House GOP’s Covid Hearing Features Advocate of Racist Genetics Theories

A House hearing on the origins of COVID-19 on Wednesday unraveled almost immediately as Democrats impeached one of the GOP witnesses: Nicholas Wade, author of a 2014 book that made outrageous, racist claims that blacks are more susceptible to the disease. violence and Jews more economically successful because of their genetic makeup.

Wade, a British author and former New York Times science writer, wrote a book called “A Troublesome Inheritance: Genes, Race and Human History” that it was largely he complained by the scientific community for misrepresenting research into human population genetics.

A quote from his book says, “Populations living at high altitudes, such as Tibetans, represent another adaptation to extreme environments. The adaptation of the Jews to capitalism is another such evolutionary process.’

In another quote regarding the economic conditions of Africans, Wade wonders whether “variations in their nature, such as their time preference, work ethic, and propensity for violence, have any effect on the economic decisions they make.”

Wednesday’s hearing had barely begun when Rep. Raul Ruiz (Calif.), the top Democrat on the Select Subcommittee on the Coronavirus Pandemic, blasted Wade as a “dangerous” and “extreme” Republican choice to appear at a hearing that was supposed to that it focused on facts. and science.

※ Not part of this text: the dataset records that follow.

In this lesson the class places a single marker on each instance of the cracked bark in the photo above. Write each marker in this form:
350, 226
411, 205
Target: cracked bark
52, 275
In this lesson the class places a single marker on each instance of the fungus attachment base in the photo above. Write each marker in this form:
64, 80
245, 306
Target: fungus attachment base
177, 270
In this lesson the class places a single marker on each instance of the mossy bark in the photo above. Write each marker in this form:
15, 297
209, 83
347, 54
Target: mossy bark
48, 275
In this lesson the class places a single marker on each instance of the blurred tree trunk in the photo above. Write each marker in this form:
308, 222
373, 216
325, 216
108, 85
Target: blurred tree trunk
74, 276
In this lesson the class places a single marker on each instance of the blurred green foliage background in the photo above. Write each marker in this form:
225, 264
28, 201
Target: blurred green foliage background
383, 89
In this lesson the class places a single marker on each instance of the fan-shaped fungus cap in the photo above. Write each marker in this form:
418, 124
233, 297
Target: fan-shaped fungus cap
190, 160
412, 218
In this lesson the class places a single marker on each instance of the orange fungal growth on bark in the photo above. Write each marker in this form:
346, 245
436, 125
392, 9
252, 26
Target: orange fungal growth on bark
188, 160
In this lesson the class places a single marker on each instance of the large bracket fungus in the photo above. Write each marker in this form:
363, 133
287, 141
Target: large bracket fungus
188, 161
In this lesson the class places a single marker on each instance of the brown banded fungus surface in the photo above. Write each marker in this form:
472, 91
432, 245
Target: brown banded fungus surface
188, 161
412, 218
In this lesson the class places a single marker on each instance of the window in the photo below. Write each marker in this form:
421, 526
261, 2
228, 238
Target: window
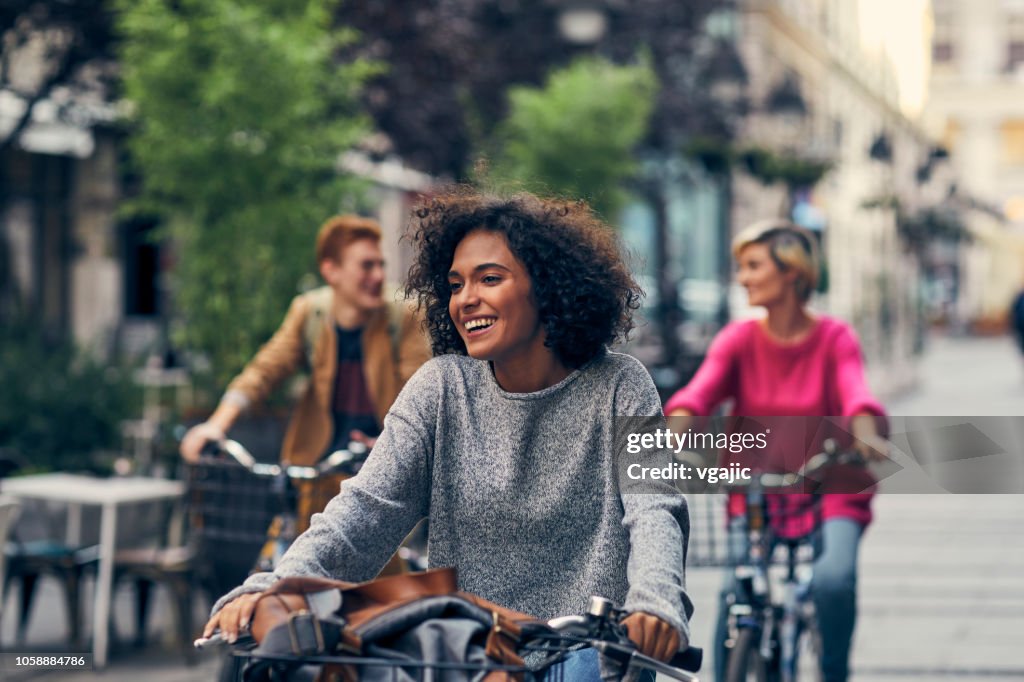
1013, 142
141, 268
943, 50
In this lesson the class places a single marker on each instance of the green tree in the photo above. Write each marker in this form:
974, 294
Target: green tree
239, 110
576, 135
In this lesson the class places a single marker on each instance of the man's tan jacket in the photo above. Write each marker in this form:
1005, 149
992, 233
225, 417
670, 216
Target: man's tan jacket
387, 367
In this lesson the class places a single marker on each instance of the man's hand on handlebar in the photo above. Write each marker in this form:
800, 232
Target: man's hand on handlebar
652, 636
197, 437
233, 617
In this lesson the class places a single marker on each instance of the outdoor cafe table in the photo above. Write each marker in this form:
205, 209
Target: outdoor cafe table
110, 495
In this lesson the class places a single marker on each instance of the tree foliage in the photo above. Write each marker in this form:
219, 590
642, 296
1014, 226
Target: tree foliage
239, 115
67, 406
56, 51
576, 135
450, 62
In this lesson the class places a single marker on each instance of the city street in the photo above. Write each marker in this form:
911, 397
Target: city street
940, 589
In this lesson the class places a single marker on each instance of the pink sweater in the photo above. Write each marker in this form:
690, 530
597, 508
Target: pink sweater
820, 376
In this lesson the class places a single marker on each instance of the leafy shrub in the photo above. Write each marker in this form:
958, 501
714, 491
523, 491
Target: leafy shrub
58, 408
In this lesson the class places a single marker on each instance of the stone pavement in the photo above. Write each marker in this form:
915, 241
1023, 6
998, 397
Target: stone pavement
941, 595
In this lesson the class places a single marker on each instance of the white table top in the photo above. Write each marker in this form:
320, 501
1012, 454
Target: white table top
77, 488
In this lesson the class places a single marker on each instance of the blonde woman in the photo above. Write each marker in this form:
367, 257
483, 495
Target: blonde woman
794, 363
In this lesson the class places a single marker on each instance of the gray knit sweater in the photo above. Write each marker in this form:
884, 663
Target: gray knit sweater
520, 492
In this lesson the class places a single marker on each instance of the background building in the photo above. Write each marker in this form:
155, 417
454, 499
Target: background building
976, 107
832, 83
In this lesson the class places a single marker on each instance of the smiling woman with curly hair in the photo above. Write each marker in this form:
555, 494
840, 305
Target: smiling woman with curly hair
506, 439
584, 293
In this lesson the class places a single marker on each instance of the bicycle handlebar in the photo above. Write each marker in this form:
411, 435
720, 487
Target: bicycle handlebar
830, 457
590, 629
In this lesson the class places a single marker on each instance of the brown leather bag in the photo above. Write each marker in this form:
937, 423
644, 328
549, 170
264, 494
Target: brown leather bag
289, 600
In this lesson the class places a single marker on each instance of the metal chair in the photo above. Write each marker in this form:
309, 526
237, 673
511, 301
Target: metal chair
9, 509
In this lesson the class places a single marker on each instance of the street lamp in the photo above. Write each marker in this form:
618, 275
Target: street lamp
785, 103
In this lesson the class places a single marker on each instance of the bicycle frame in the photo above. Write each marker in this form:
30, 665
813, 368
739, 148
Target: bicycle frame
775, 610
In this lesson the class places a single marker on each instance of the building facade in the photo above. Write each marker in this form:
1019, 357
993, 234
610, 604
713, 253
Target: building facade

“I was concerned when I saw someone who wrote a book being applauded by white supremacists,” Ruiz said, noting that former Ku Klux Klan Grand Wizard David Duke praised Wade’s book on his radio show in 2014.

“[Wade] claims that some populations were slow to experience an evolutionary change that he described as “a transformation of the social characteristics of a population from the violent, short-term, impulsive behavior that characterizes many hunter-gatherer and tribal societies” to “the most disciplined, future-oriented behavior observed in other populations,” he said.

The California Democrat said he wrote to the chairman, Rep. Brad Wenstrup (R-Ohio), earlier Wednesday, urging him to call Wade from the hearing, “so as not to give legitimacy to a man with such discredited, unscientific and harmful views . “

“His participation hurts the credibility of this hearing,” Ruiz added, with Wade sitting directly in front of him. “These views … have no place in a hearing examining the origins of a pandemic that has disproportionately and overwhelmingly harmed communities of color.”

Nicholas Wade, the author of a 2014 book widely condemned by the scientific community for misrepresenting research into human population genetics, was one of the House GOP witnesses at a hearing on the origins of COVID.

Chip Somodevilla via Getty Images

Wenstrup briefly tried to defend Wade by noting that he is his former editor Nature and Science periodicals, and went on to say that he expected the witnesses to stay on the topic at hand, COVID-19.

But in his opening remarks, Wade lamented that his book was becoming a “giant distraction” at the hearing and said Ruiz’s claims about it weren’t true.

“This was a decidedly non-racist book,” Wade said. “It has no scientific error that I know of. It has no racist statements. It emphasizes the theme of unity that we are all variations on the same human genome.”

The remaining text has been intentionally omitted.